The inspection comes amid mounting calls for Defense Minister Suh Wook to step down to take responsibility for an aborted overseas mission, a first for the military, which airlifted the 301-strong Cheonghae Unit on Tuesday. More than two-thirds of the crew returned home infected.

The seamen were found to have been initially omitted from the vaccine priority list because of supply constraints. And they were overlooked again later, when the military expanded its vaccination campaign with US-provided Johnson & Johnson vaccines.

The military said the reason was that the seamen could not handle a possible allergic reaction to the vaccine or manage the extreme storage conditions for the vaccine onboard. Critics have said the military could have enlisted help from the nearby US Navy or from local authorities.

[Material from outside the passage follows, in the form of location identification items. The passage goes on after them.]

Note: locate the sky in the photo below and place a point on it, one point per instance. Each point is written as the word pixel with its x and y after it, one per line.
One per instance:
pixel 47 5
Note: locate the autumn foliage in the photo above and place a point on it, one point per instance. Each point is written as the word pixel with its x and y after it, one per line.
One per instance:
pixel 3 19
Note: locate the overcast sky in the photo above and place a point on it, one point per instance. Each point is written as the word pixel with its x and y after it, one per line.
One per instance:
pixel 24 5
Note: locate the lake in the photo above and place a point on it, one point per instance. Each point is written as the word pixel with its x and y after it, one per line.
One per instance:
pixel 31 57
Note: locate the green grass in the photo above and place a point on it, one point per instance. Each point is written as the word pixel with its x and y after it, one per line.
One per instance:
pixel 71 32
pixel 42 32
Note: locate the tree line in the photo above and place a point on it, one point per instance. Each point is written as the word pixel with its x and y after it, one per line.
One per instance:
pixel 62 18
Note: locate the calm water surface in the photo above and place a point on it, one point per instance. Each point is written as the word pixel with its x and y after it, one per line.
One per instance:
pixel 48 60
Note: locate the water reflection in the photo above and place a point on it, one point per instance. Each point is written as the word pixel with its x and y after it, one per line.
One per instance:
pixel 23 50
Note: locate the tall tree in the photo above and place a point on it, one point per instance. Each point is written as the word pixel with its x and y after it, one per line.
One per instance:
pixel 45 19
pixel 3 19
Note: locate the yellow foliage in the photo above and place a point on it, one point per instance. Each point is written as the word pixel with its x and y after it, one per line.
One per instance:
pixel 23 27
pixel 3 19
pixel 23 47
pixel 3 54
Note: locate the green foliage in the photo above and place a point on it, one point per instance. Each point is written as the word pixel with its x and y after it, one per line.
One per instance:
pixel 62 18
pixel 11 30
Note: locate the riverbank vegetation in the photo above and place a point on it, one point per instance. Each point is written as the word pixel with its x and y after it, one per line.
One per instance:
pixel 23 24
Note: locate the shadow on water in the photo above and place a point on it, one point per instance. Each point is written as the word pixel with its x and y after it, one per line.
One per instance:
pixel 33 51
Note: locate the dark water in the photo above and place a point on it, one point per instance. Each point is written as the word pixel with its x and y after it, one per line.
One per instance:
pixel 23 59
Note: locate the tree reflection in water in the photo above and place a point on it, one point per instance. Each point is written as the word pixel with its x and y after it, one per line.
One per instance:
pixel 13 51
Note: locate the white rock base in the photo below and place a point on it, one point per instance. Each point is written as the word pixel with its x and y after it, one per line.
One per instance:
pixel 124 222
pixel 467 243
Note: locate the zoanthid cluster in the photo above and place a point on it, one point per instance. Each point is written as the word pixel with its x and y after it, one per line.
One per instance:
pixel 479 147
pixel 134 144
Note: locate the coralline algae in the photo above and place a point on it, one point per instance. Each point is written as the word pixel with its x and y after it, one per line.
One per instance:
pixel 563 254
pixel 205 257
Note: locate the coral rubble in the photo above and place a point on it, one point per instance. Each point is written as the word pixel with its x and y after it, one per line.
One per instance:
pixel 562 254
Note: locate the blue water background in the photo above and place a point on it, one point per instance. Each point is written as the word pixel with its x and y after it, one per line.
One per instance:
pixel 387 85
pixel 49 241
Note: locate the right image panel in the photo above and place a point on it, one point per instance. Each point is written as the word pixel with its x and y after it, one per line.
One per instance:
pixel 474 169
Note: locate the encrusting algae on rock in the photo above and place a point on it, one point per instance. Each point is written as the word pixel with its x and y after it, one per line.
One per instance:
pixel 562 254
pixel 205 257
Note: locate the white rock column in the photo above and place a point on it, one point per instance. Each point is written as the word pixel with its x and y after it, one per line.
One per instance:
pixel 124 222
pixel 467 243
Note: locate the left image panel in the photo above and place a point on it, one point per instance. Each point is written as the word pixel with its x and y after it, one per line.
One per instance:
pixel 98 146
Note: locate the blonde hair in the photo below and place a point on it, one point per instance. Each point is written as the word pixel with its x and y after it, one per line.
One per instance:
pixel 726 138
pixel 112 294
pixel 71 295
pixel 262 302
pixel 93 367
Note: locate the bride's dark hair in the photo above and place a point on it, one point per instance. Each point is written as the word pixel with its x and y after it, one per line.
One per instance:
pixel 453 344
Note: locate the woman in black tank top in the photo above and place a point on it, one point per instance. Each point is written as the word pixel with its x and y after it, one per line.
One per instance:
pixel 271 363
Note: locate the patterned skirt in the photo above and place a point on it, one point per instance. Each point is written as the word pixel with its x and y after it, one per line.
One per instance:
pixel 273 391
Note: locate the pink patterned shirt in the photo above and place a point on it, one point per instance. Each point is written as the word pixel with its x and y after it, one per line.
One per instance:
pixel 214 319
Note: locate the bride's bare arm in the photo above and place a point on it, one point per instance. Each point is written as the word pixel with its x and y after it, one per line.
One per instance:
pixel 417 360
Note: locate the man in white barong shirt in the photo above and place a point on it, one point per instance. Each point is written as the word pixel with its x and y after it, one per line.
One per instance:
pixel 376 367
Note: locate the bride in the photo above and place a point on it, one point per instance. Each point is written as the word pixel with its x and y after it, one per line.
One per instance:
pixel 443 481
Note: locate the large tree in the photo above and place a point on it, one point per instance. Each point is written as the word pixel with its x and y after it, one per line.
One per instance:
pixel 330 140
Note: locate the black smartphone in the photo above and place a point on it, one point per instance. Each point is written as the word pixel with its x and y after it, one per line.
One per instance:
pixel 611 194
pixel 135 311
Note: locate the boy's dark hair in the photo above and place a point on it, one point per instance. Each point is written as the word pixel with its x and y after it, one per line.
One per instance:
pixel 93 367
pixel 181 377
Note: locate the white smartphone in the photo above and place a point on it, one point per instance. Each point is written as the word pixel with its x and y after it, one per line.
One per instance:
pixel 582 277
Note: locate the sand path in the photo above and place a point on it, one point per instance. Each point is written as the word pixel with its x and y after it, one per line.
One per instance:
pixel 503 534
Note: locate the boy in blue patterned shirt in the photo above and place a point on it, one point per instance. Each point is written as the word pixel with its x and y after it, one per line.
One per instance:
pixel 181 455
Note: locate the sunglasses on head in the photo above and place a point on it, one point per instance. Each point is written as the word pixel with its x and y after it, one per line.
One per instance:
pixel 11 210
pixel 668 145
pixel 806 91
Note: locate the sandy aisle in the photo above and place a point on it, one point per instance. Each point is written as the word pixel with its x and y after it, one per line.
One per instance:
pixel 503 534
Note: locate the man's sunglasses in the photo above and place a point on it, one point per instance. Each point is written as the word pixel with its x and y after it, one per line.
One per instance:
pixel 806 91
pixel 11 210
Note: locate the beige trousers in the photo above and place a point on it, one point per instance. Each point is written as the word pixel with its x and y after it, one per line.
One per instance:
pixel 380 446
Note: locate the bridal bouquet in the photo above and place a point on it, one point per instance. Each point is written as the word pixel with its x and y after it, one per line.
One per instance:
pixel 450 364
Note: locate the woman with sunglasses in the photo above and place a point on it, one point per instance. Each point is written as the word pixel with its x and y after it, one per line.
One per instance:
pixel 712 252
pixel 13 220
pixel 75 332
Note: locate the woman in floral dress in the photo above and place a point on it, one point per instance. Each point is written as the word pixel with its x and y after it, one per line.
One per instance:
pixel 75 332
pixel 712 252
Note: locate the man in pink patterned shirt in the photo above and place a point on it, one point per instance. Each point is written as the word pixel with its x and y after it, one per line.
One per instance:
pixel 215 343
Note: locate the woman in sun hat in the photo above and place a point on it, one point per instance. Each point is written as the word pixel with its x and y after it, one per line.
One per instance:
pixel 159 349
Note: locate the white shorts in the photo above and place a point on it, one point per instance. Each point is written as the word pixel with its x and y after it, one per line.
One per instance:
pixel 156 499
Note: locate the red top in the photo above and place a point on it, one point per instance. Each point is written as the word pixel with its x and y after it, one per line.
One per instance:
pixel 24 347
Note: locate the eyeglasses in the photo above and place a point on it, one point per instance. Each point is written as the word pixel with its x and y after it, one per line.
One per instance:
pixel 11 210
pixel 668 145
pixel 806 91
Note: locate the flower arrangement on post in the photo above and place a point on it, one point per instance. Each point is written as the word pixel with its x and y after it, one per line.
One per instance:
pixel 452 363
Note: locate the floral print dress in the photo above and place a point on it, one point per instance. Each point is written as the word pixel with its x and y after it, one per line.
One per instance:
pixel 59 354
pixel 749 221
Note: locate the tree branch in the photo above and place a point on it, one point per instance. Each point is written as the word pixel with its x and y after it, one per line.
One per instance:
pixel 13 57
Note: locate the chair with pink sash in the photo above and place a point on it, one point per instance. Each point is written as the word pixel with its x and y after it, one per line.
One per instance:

Along with the Joint Chiefs of Staff, the Navy, Armed Forces Medical Command and the ministry itself, Cheonghae, whose tally of infections rose to 271 on the second round of tests done here, will face scrutiny over its decision to pack COVID-19 antibody tests, which take longer to detect infections than antigen tests.

“We will look into whether all the people there did exactly what they were supposed to. We will also see if they could have done it better,” a ministry official said, adding the inspection will look into what triggered the outbreak aboard the 4,400-ton destroyer, which is on its way back home.

The military suspects the outbreak started on July 2, a day after the destroyer left a nearby port where it had made a four-day supply stop. A military cook first exhibited COVID-19 symptoms, followed by others. But medical staff onboard allegedly determined they had a cold, disregarding evidence demonstrating otherwise.

Vice Defense Minister Park Jae-min said the military will see if the staff had made the right call, without elaborating on the controversial decision critics have labeled as poor decision-making that led to the worst military outbreak since the pandemic started in January last year.

No seamen reportedly had come into any suspicious contact with local people who helped them to load supplies onto the ship. Nor had any crew member gone AWOL, according to Park. But he noted the ministry is still looking for conclusive evidence.

Of the 271 infected personnel, 17 were hospitalized and one was severely ill. The rest have been placed in COVID-19 treatment centers, with those who tested negative in quarantine until the incubation period runs out.

The two-week inspection, which is scheduled until Aug. 6, could go longer if necessary, according to the ministry.